The Fix asked Tina Lee, who leads the editorial team of the new project, about their plans and how Hostwriter hopes to further develop the community-driven journalism model.
[Editor’s note – the interview was carried out over email]
Despite years of talk about diversity, media leadership in most countries is still dominated by privileged groups – whether its white and male US newsroom management or Indian publications run by upper castes. This is precisely the problem Hostwriter hopes to reverse.
“The largest migrant communities in Germany have no representation among editors-in-chief at leading news outlets,” the project’s announcement reminds.
The problem also has a global dimension, according to Lee. “[I]nternational journalism has been dominated by white, male, Western voices, which makes it challenging to capture the authenticity of experiences, aspirations and concerns of a diverse but networked audience,” she told The Fix.
In other words, diversity isn’t just some moral issue – it’s a tool to create high-quality, relevant journalism.
The theme of Hostwriter’s reporting will be broad – the most important goal is to erase “tired narratives about crime, poverty, and national identity that drive clicks but also amplify racist and xenophobic stereotypes,” the editor shared her plans.
In an announcement of the project’s launch, Hostwriter published results of a survey asking about the bilnd spots its community considers to be the most concerning.
By far, the two leaders are exoticism/ colonial mindset and Western bias/ simplification. Sexism and racism in reporting also loomed large among recognized problems.
More from The Fix: Discrimination isn’t just a US problem – an interview with Hostwriter’s Tina Lee
Hostwriter’s newsroom will operate remotely — as Journalism.co.uk points out, setting up an office in Berlin (Hostwriter’s base of operations) or another physical location would limit it to a specific European perspective. The organisation plans to tap into its vast global network of journalists and utilise partnerships.
In addition, Hostwriter will have “a team of six experienced international editors bringing together different regional and thematic expertise to guide what stories we want to tell and how we want to tell them,” Lee says.
According to Journalism.co.uk, the initiative will initially be powered by 250,000 Euros in philanthropic funding. However, Hostwriter is seeking to grow the newsroom and diversify its revenue streams; Lee calls finding diverse sources of income “a key challenge” for 2021.
Hostwriter will launch a membership model, Lee told The Fix. Other options include “syndication and publication partnerships, events, and other exclusive content”. Partnering with creators and other organisations is also among Hostwriter’s plans.
Non-privileged voices remain underrepresented in the media. But there is a growing recognition of this problem, both inside and outside the industry. This has led to the creation of innovative newsrooms focusing on emphasizing a diversity of voices.
2020 saw launches of “Rest of the World,” which reports on non-Western tech stories, and “The 19th*,” a nonprofit publication devoted to women and politics in the US context. Increased recognition of racial inequality is also a factor behind the growth of minority-led newsrooms.

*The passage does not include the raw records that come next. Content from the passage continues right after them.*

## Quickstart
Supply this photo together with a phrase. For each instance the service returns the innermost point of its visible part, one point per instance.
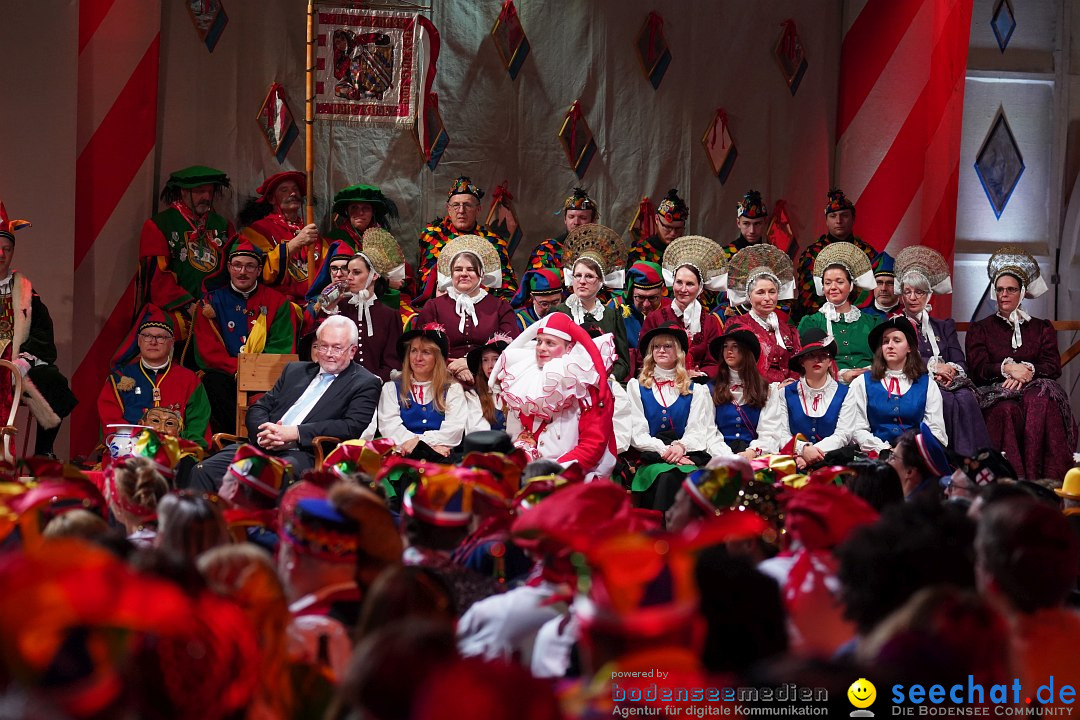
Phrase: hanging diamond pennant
(210, 21)
(652, 49)
(430, 134)
(510, 39)
(1003, 23)
(275, 121)
(718, 146)
(792, 55)
(577, 139)
(999, 163)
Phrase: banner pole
(309, 121)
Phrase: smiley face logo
(862, 693)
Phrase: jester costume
(179, 249)
(169, 398)
(286, 272)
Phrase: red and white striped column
(117, 130)
(899, 119)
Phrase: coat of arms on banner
(718, 146)
(277, 123)
(210, 21)
(510, 39)
(577, 139)
(365, 66)
(652, 49)
(792, 55)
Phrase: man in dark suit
(332, 396)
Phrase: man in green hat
(184, 244)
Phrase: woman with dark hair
(190, 524)
(801, 418)
(739, 394)
(692, 265)
(671, 418)
(876, 481)
(840, 271)
(423, 411)
(351, 293)
(1013, 358)
(895, 395)
(468, 266)
(483, 412)
(594, 255)
(760, 275)
(921, 271)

In this sense, Hostwriter is part of a larger trend – an assumption Lee is glad to underline.
Hostwriter does, however, plan to have a distinct model that will differentiate it from other newsrooms. Lee believes that Hostwriter’s “collaborative selection and commission process will set [it] apart from other newsrooms out there.”
Topics covered (or the roster of reporters) will not be limited to a specific country or region. Having a network of over 5,500 reporters from across the world is not a bad place to start.